Email your customer base too little, and you’re leaving money on the table – a bad thing for all those dot-coms that know this holiday season is their last chance for survival.
Email your customers too often, and you’ll leave less on the table come the holidays. In the long run, however, your attrition rates will go through the roof, and you’ll have damaged the only real asset you have: the trust of your customers.
Tough call.
Makes you wish you ran a corner store instead. The thing about a corner store is that people walk by your door every day. On the way to work. To catch a bus. To visit friends. Or while driving the kids to soccer practice.
A brick-and-mortar store is out there, in real life and in plain sight, and customers don’t need to be reminded about the store’s existence over and over again.
An online store, however, is there only when people type in your domain name or click on your link. You depend on people sitting down in front of their computers, logging on, and coming to your site.
That’s a tough thing. Because it means that to keep people coming back, you have to keep sending out those emails. And every time you send out an email, you put your permission at risk. Make an appearance in my inbox too frequently and I’ll find out wherever it is you’ve tucked away that “Don’t bug me any more with your pesky emails” button.

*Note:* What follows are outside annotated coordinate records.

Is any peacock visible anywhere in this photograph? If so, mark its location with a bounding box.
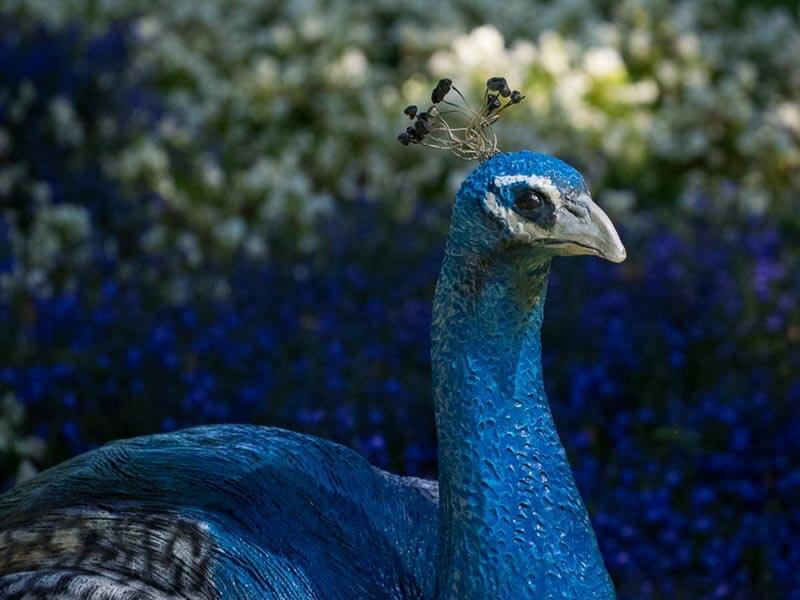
[0,77,625,600]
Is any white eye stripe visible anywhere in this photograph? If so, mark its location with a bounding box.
[494,175,563,207]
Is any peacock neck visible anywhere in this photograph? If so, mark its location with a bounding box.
[432,244,614,600]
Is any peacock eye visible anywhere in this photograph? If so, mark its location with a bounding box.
[514,190,546,212]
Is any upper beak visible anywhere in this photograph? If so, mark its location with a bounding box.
[547,194,627,263]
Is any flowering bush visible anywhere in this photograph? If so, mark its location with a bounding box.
[0,0,800,598]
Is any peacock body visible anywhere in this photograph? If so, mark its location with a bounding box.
[0,129,625,600]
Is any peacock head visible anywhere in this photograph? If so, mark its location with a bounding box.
[398,77,626,262]
[451,151,626,263]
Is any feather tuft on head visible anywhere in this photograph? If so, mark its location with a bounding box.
[397,77,525,161]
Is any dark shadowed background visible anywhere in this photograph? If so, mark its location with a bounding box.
[0,0,800,599]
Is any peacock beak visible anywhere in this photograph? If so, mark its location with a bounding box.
[541,194,627,263]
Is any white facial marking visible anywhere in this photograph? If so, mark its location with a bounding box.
[494,175,564,208]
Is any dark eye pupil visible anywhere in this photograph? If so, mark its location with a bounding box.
[514,190,544,210]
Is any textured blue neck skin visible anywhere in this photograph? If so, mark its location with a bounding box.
[432,165,615,600]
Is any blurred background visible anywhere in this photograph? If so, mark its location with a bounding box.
[0,0,800,599]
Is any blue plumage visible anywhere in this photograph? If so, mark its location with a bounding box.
[0,152,624,600]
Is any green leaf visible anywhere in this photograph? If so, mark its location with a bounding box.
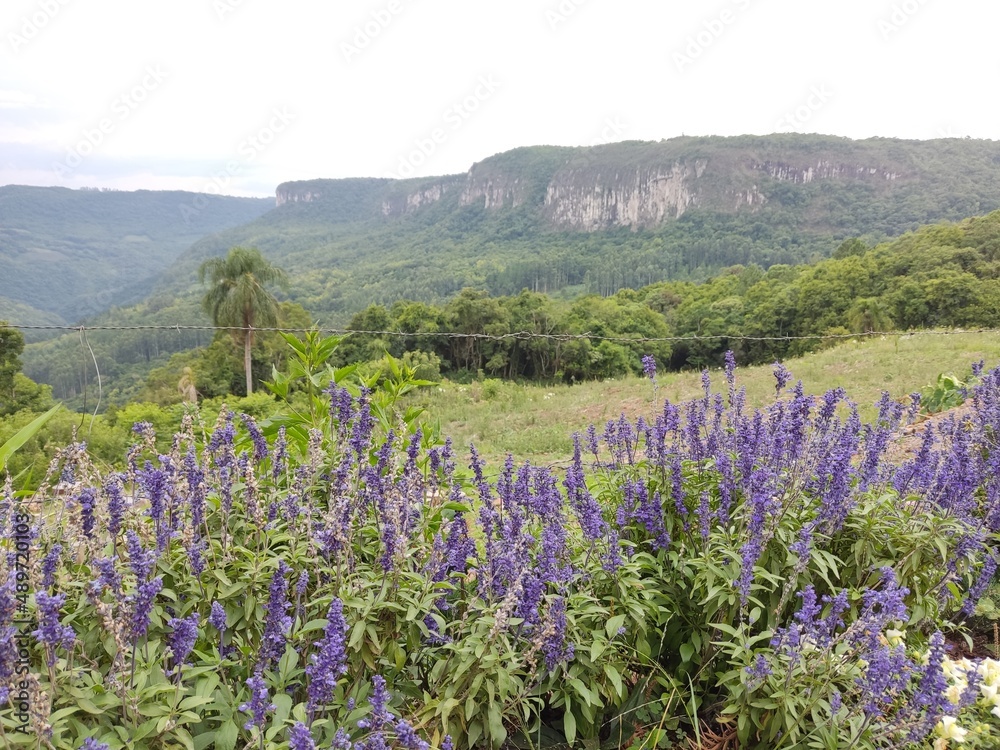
[563,698,576,747]
[680,643,694,662]
[488,703,507,747]
[600,615,625,640]
[215,720,240,750]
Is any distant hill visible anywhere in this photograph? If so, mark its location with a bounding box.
[152,134,1000,320]
[15,134,1000,406]
[0,185,273,323]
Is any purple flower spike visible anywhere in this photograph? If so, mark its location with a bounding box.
[167,612,199,677]
[288,721,316,750]
[240,672,277,732]
[208,602,226,633]
[306,599,347,717]
[32,591,76,667]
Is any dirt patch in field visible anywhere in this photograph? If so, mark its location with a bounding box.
[886,401,973,463]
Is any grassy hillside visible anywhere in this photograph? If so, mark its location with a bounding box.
[0,185,274,323]
[415,333,1000,465]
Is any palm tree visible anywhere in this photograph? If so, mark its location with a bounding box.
[198,247,286,396]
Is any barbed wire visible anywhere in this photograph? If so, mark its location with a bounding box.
[0,323,1000,343]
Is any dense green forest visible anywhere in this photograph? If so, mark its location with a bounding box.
[15,134,1000,408]
[0,185,274,325]
[13,206,1000,408]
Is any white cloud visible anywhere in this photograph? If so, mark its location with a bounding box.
[0,0,1000,194]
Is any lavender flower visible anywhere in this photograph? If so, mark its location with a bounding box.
[642,354,656,380]
[357,675,393,750]
[288,721,316,750]
[127,576,163,644]
[42,544,62,589]
[271,425,288,482]
[542,596,574,672]
[208,602,226,633]
[32,591,76,667]
[104,474,125,538]
[774,362,792,396]
[743,654,772,690]
[306,598,347,717]
[240,672,277,732]
[956,550,997,617]
[295,570,309,597]
[167,612,199,678]
[395,719,431,750]
[125,529,156,581]
[76,487,97,539]
[260,560,292,668]
[91,557,122,596]
[333,727,351,750]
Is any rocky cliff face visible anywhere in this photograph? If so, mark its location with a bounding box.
[544,160,708,231]
[274,188,323,206]
[277,134,1000,232]
[751,159,900,185]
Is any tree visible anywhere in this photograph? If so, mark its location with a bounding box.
[198,247,286,396]
[0,320,24,414]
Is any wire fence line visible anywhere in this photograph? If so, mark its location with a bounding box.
[0,323,1000,343]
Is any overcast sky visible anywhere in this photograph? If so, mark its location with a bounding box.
[0,0,1000,196]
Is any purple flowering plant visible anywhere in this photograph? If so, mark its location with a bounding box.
[0,335,1000,750]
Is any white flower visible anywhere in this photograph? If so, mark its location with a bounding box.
[885,628,906,648]
[934,716,969,747]
[979,683,997,704]
[945,680,969,706]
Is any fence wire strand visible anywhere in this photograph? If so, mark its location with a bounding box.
[0,323,1000,344]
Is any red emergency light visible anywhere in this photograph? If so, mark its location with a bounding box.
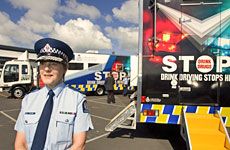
[149,55,162,63]
[112,61,123,71]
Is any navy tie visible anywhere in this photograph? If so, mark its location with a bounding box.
[31,90,54,150]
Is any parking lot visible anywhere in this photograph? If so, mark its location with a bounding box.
[0,93,186,150]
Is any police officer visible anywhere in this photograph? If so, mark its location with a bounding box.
[15,38,93,150]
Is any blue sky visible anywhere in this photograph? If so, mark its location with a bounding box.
[0,0,138,55]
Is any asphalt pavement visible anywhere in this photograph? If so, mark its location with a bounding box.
[0,93,186,150]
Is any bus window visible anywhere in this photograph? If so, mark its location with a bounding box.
[68,63,84,70]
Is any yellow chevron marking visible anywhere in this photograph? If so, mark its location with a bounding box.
[225,117,230,127]
[220,107,230,117]
[173,105,182,115]
[140,113,147,122]
[156,114,169,123]
[152,104,165,114]
[196,106,210,114]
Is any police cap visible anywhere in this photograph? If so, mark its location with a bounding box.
[34,38,74,63]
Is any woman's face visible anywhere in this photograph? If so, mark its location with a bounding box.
[39,61,67,89]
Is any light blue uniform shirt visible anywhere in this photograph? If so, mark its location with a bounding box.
[15,83,93,150]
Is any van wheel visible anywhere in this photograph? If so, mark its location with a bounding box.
[96,86,105,96]
[12,87,25,98]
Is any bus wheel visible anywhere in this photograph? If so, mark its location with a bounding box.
[96,86,105,96]
[12,87,25,98]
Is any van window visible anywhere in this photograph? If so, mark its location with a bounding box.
[88,63,98,68]
[22,65,28,74]
[68,63,84,70]
[4,65,19,82]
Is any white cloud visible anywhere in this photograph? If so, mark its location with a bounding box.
[10,0,58,33]
[105,27,138,51]
[112,0,138,24]
[59,0,101,19]
[50,18,112,52]
[105,15,113,23]
[0,12,41,47]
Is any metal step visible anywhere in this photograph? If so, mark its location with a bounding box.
[105,101,136,132]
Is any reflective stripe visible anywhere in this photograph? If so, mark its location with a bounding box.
[140,104,230,127]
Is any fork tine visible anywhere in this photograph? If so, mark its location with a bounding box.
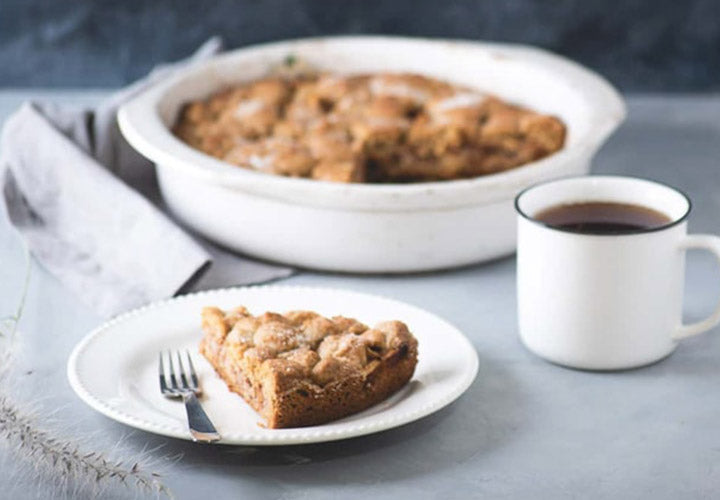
[185,349,200,391]
[175,351,190,389]
[168,350,178,391]
[158,351,168,394]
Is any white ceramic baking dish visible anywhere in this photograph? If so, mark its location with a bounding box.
[118,36,625,273]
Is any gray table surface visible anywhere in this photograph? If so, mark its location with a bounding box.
[0,91,720,500]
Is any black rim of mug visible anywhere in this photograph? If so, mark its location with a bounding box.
[515,175,692,236]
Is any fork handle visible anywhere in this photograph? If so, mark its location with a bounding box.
[183,392,220,443]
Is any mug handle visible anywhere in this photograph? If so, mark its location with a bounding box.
[673,234,720,340]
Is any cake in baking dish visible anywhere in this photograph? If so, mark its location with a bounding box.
[200,307,418,428]
[173,73,566,183]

“OK, no problem,” you say. “For this season, let’s just take a look at what we did last year. We can do that again this time.”
Well, probably not. Because the landscape has changed in the last 12 months. Since the last holiday season, it seems that an extra few million e-tailers have woken up and thought, “Hey, this email thing’s cool. Cheap, too. Let’s send emails — lots of ’em! — out to all our customers.”
The trouble is, their customer list overlaps with your customer list. Which means all those millions of customers will be getting a whole lot more emails this holiday season than they did last time.
Recently I had to stick my neck out and suggest to an e-tailer just how many times it should be emailing its customers over the next two-and-a-half months. I figured once every two weeks.
Is that figure right for you? I don’t know. You’ll have to figure it out yourself. But I wouldn’t try emailing people more than you did last year.
And I’d also be careful not to push too hard.
I don’t know about you, but I notice when an e-tailer starts pushing a little harder. One day the tone and style is friendly, one-to-one, conversational. The next day it’s all sales-speak and “Buy now!” And my guess is that a lot of other people notice it, too.
So here’s your “rock and a hard place” question for the holiday season:
Do you send out more emails now in a smash-and-grab rush to make as much as you can and keep your dot-com afloat a little longer?
Or do you protect that key asset — your customers’ trust — and hold back a little, showing some restraint and respect?
Well, I guess it depends on your situation. But if you possibly can, I’d advise the latter approach.